Vatikan, Biblioteca Apostolica Vaticana, Pal. lat. 1957
Bible historiale
Pergament · 2, 181, 2 Bll. · 35,7 × 24,6 cm · Nordostfrankreich · Anfang 14. Jh.
- Schlagwörter (GND)
- Bibel / Historienbibel / Altes Testament / Neues Testament.
- Entstehungsort
- Nordostfrankreich.
- Entstehungszeit
- Anfang 14. Jh.
- Typus (Überlieferungsform)
- Codex.
- Beschreibstoff
- Pergament.
- Umfang
- 2, 181, 2 Bll.
- Format (Blattgröße)
- 35,7 × 24,6 cm.
- Zusammensetzung (Lagenstruktur)
- (II-2)2a + 12 IV96 + (III-1)101 + 10 IV181* + (II-2)183*. Vorderspiegel Gegenbl. von 1a, Hinterspiegel Gegenbl. von 183*.

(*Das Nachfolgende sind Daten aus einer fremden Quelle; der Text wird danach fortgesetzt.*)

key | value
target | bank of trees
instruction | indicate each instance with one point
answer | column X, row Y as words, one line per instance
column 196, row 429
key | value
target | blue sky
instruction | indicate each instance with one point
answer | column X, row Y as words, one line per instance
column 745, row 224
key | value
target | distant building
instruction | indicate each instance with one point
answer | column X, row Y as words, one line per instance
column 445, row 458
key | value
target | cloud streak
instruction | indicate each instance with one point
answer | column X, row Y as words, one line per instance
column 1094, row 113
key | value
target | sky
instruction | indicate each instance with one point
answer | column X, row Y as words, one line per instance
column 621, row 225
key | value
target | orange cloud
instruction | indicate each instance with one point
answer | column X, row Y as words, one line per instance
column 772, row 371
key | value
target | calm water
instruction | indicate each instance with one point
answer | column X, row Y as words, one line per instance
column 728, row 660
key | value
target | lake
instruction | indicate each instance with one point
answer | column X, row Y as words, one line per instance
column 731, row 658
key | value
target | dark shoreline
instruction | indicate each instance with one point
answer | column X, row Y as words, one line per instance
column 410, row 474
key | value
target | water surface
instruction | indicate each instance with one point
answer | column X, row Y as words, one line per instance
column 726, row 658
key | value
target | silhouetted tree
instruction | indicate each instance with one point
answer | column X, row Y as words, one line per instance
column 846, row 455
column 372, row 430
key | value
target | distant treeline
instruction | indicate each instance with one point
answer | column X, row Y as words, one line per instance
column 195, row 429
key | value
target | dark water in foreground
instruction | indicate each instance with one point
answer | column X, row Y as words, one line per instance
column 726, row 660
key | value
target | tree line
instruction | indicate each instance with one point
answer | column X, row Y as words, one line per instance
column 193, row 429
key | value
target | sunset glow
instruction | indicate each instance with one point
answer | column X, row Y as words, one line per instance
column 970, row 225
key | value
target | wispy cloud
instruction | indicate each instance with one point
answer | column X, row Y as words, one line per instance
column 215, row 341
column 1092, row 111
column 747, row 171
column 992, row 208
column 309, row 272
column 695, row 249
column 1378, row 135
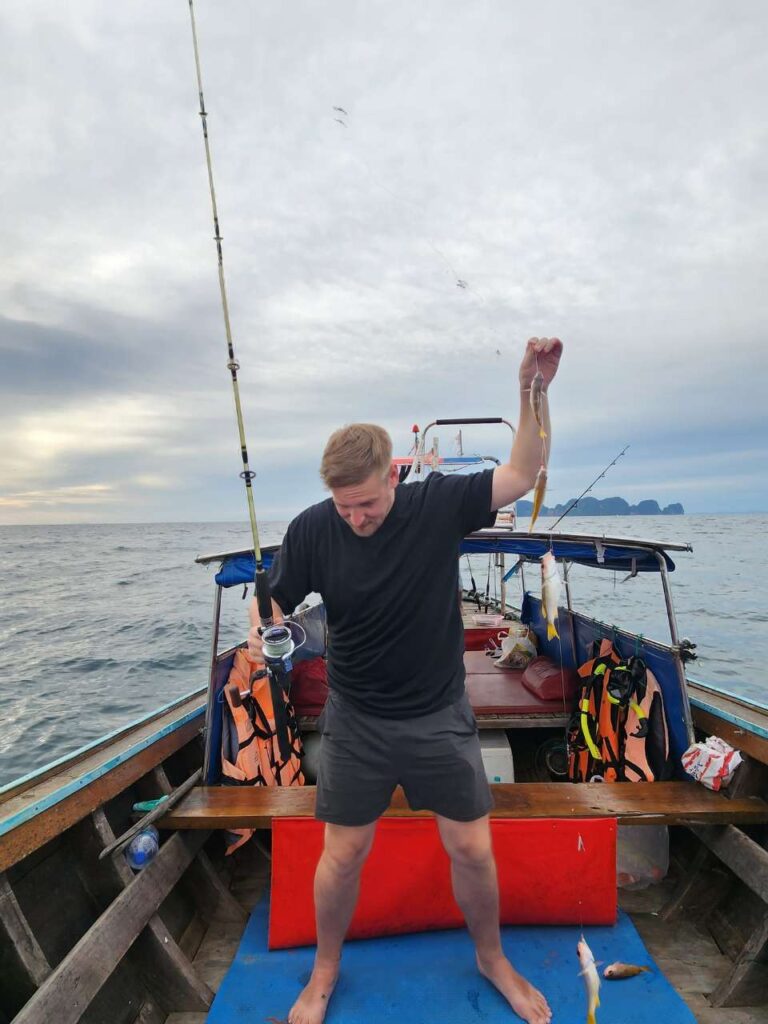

- Seiten-, Blatt- und Lagenzählung
- Fehlerhafte zeitgenössische Foliierung (I-C:LXXX): überspringt Bl. 125, zählt aber Bl. 126 doppelt, bei Bl. 147 fehlt die Folioangabe (im Digitalisat als 146a bezeichnet). Bei ungez. Blättern folgt die Zählung dem Digitalisat (1a, 2a, 181*–183*). ‒ Regelmäßig Lagenreklamanten.
- Zustand
- Im Wesentlichen gut erhalten. Gelegentlich Tinte leicht berieben und verblasst; Miniaturen der Eingangsseite blättern zum Teil ab. Stellenweise leichte Bräunungen und Flecken; wenige Löcher und Risse, meist zeitgenössisch repariert und genäht. Deutliche Unterscheidung von Haar- und Fleischseite. Am Ende der Hs. wenige Bll. mit Löchern und Rostflecken, verursacht durch die Beschläge des vorrömischen Einbands.
- Schriftraum
- 23,5 × 13,5 cm.
- Spaltenanzahl
- 2 Spalten.
- Zeilenanzahl
- 58–60 Zeilen.
- Angaben zu Schrift / Schreibern
- Sorgfältige Textura von zwei Händen. Die erste Hand zeigt die Tendenz, die Buchstaben zu runden und zu binden, sodass der Eindruck einer zur Kursiven neigenden Schrift entsteht. Die zweite Hand, ab Bl. 102, zeigt wieder eine der gotischen Minuskel näherstehende Form.
- Buchgestaltung
- Zweispaltige Anordnung des Textes. Der Beginn der biblischen Bücher ist durch szenische Darstellungen gekennzeichnet. Die Anfänge der Kapitel werden durch meist drei- bis fünfzeilige goldene Lombarden auf rot-blauen, weiß damaszierten Feldern hervorgehoben. Einzige Ausnahme ist die A-Initiale zum Buch Genesis, die sich in der Farbgebung unterscheidet und zwei kurze ablaufende Bl.-Ranken hat (1ra). Die Trennung der Sätze erfolgt durch Satzmajuskeln mit üblichen Rubrizierungen und Punkten. Nach Christ, Handschriften, S. 31, könnte die regelmäßige Verwendung dieser Trennungszeichen darauf hindeuten, dass die Hs. auch zum Vorlesen dienen sollte. Seitentitel, die bei den Blättern 29v-37r (Kompilation der letzten drei Bücher Mose) und 134v-141r (Weltalter) fehlen, und Foliierung in Majuskeln, rot und blau alternierend. Anweisungen für den Rubrikator nahezu durchgängig sichtbar.
- Buchschmuck
- Am Anfang des AT umrahmt eine knapp 5 cm breite Bildbordüre den Text. Zahlreiche üppig mit Gold ausgestattete farbige Miniaturen, die thematisch im Bezug zu den biblischen Büchern stehen; vgl. Christ, Handschriften, S. 32f. S. auch die Bildbeschreibung in heidICON und auch Buchgestaltung.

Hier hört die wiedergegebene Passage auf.